In Part I, I gave an overview of Big Data, what it is, and what are the (ideal) skills (a lot!) you need to get started and named some of the key players. In this post, I will cover some of the most important technologies, some Big Data applications examples and the architecture which underlies the Hadoop/Big Data Framework.
A Historical Background
This paragraph should have been in the first post. However, it is worth mentioning for those who are like myself, people who want to know how “things came to be” as opposed to “they are just here so deal with it!!”
It all started at Google while searching for a solution in trying to index the web. In a very simplistic view, the engineers at Google aimed to put together a (Key, Value) pair of words and the URLs of the sites containing those words. It sounds simple on paper, however, once you consider the sheer volume of sites, the complexity because of the volume of data begin to crystalize.
Soon after Google successfully designed the two main components behind such an effort, the Google Distributed File System, and the MapReduce framework and moving moved past them so they are no longer a trade secret probably, they published a paper on the technology used to index the internet! The uniqueness of Google’s problem lies in the fact that the solution required horizontal scalability (i.e. many nodes doing smaller tasks) as opposed to the horizontal scale-up (i.e. more and more beefed up servers with more memory, etc.
Once Google let the proverbial cat out of the hat, two guys at Yahoo! Had a massive a-ha moment and developed Hadoop (Doug Cutting and Mike Cafarella in 2005, Wikipedia) who were working on a similar problem had a massive a-ha moment and developed Hadoop starting with the Hadoop Distributed File System (HDFS) and the MapReduce framework and started the implementation of what resembled the Google approach.
So, what are the Core Hadoop Components?
There are two main component at the code of Hadoop. Although there are many tools available, their purpose is to facilitate the interaction of those two component.
Hadoop Distributed File System (HDFS)
HDFS is not a file system like FAT or NTFS. It’s a layer which sits atop the traditional file system and handles loading, distributing and replication of files. What you need to know about HDFS is that when you want to add a node to your Hadoop cluster, you have to load HDFS so it can participate in the cluster operations. It’s like the File Allocation Table (FAT). HDFS splits up big Hadoop jobs and distributes them to all the Nodes in a duplicate fashion, i.e. a chunk of data would be sent to 2-3 nodes at the time. Why? Because Hadoop was designed for failure! Sounds strange? I am squeeze in a paragraph or so about Functional Programming where the Map function closely resembles function programming paradigm.

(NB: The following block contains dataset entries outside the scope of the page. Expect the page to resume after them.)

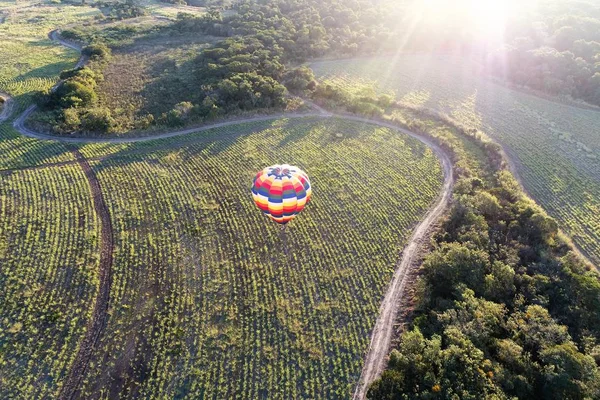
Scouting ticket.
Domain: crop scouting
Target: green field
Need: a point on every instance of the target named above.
(30, 60)
(48, 280)
(556, 147)
(208, 297)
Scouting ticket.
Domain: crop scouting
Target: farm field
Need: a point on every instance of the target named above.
(209, 298)
(48, 280)
(30, 60)
(556, 148)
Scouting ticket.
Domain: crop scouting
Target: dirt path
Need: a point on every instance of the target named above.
(7, 108)
(100, 312)
(376, 357)
(381, 338)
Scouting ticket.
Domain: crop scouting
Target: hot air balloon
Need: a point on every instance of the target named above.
(281, 192)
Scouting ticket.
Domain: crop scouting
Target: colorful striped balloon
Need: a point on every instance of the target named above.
(281, 192)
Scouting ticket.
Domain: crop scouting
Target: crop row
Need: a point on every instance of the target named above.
(211, 300)
(555, 147)
(48, 279)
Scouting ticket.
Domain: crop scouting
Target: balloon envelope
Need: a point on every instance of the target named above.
(281, 192)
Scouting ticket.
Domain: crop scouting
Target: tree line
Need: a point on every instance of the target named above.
(504, 310)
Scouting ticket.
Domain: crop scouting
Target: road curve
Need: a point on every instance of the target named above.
(375, 359)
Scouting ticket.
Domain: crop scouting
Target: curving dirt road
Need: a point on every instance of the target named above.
(376, 357)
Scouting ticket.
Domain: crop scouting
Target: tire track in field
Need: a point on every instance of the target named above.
(7, 108)
(381, 338)
(100, 312)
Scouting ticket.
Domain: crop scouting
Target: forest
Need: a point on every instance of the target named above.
(504, 308)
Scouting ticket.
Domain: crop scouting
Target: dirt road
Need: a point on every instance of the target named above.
(100, 312)
(376, 356)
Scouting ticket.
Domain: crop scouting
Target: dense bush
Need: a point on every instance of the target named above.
(504, 311)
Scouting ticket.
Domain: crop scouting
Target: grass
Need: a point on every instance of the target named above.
(48, 280)
(30, 60)
(209, 298)
(555, 147)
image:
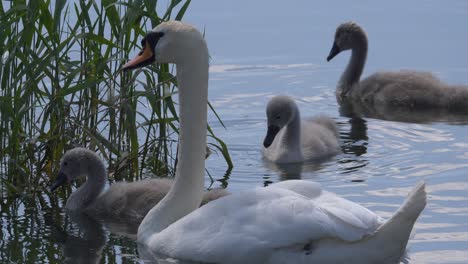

Primary and Secondary Name Nodes
As with every file systems, you need to know where stuff is located. HDFS implements this by designating a Hadoop server as a primary Name Node which keeps an inventory of where data is located such that if a node decides to take a vacation, other nodes will step in and replace it.
MapReduce is the essence of a Hadoop system. It is the business logic translating statistical models or execution plan to achieve what we had set out to do, answer questions. The logic is usually encapsulated in a JAVA application with a, you guessed it, a Map and Reduce function specifying what data types to expect, what to do with outliers and missing data, and so forth.
Here is a snapshot of what a Word Count Java application would look like. In a nutshell, the Mapper Tokenizes each word and counts it for a small chunk of the data. The Reducer takes the output of the Map which is many (Key, Value) pairs as (word, count) and aggregates the count. A part of the App is to configure the job to submit it to Hadoop which is something you can find out on your own.
Obviously businesses do not build such massive systems without ample justification of how it will help them in solving current problem (bottom and top line) and to plan for solution for mid to long term issues they face. They aim to use the massive parallel compute power at their disposal to answer questions about customer or system behavior using large amounts of structured, semi-Structured and unstructured data. Questions like a Cable or Mobile Phone Companies asking itself what are people not renewing their contracts (called churn rate)? Or a large Agricultural Co-op deciding on the amount of a certain fruit or vegetable to grow for the next season based on data other than the future contract prices from the stock exchange), or a local police force trying to understand why is the crime rate is high at a certain location and so forth.
So, Now What? What’s the Big Deal?
So now we have this great framework being used by Internet giants such as Facebook and so on, where people like you and me who work for consulting companies position Big Data and the benefits. The answer comes from one my favorite researchers/professors at MIT whom I studied his work with zeal while in Economics School. Erik Brynjolfsson, studied the performance of companies that excel at data-driven decision-making and compared it with the performance of other firms. And guess what the outcome was? They found that productivity levels were as much as 6 percent higher at such firms than at companies that did not emphasize using data to make decisions which did not surprise me at all.
So as a business executive, entrepreneur, consulting firm, or a software provider, there is a huge cost for doing nothing! Case closed!! I would really like to hear your thoughts on what you would like to see in Part III. Right now, I am planning to highlight some of the technologies which makes the user of Hadoop easier, especially for Data Analysts, however, I am open for ideas. Hope you enjoyed the post.